No state outright bans home birth, but many states restrict who can attend them by refusing to license midwives, requiring physician supervision, or limiting acceptable credentials—leaving home birth legal in theory but often inaccessible in practice. For example, Nebraska prohibits CNMs from attending home births.

Just as scope-of-practice rules limit who can provide care, certificate-of-need (CON) laws restrict where that care can be delivered by making it more difficult to open new birthing centers. Freestanding birthing centers are increasingly popular alternatives to hospital delivery, typically staffed by nurse-midwives. In some areas, like rural Alabama, they offer women, especially African-American mothers, a more familiar and patient-centered setting, while also reducing the burden of long travel distances in a state where roughly 28 percent of women lack a hospital within a 30-minute drive.

Of course, birthing centers are not a substitute for hospital care in high-risk pregnancies, but they can safely serve low-risk patients and free up hospital capacity for more complex cases. They also tend to be significantly less expensive than hospital deliveries, offering a lower-cost alternative in a system already strained by rising maternity care costs.

According to research by the Pacific Legal Foundation, roughly a dozen states require a certificate of need to open a freestanding birthing center, forcing providers to obtain state approval and often run the gauntlet of opposition from incumbent hospitals—effectively giving competitors a veto and creating a direct barrier that can delay or block new centers even in underserved areas. 

But CON laws are only part of the problem. The Pacific Legal Foundation report finds that most states impose additional restrictions, such as requiring transfer agreements with nearby hospitals, mandating physician oversight, or adding complex licensing and facility requirements that mirror hospital standards.
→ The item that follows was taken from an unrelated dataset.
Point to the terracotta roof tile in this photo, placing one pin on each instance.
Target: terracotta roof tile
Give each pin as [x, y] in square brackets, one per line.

These barriers can be just as limiting, especially in rural areas where hospitals may refuse to cooperate or physicians are scarce. As a result, even states without CON laws often make it difficult to open and operate birth centers, helping explain why 17 states had no operating birth centers as of 2025.

In summary, as hospitals withdraw from providing obstetric services, policymakers are not only failing to replace the lost capacity—they are actively blocking viable alternatives from emerging.

The answer is not to double down on a shrinking, hospital‑centric model but to let alternatives develop. That starts with dismantling regulatory barriers that prevent midwives and birthing centers from filling the gaps hospitals leave behind.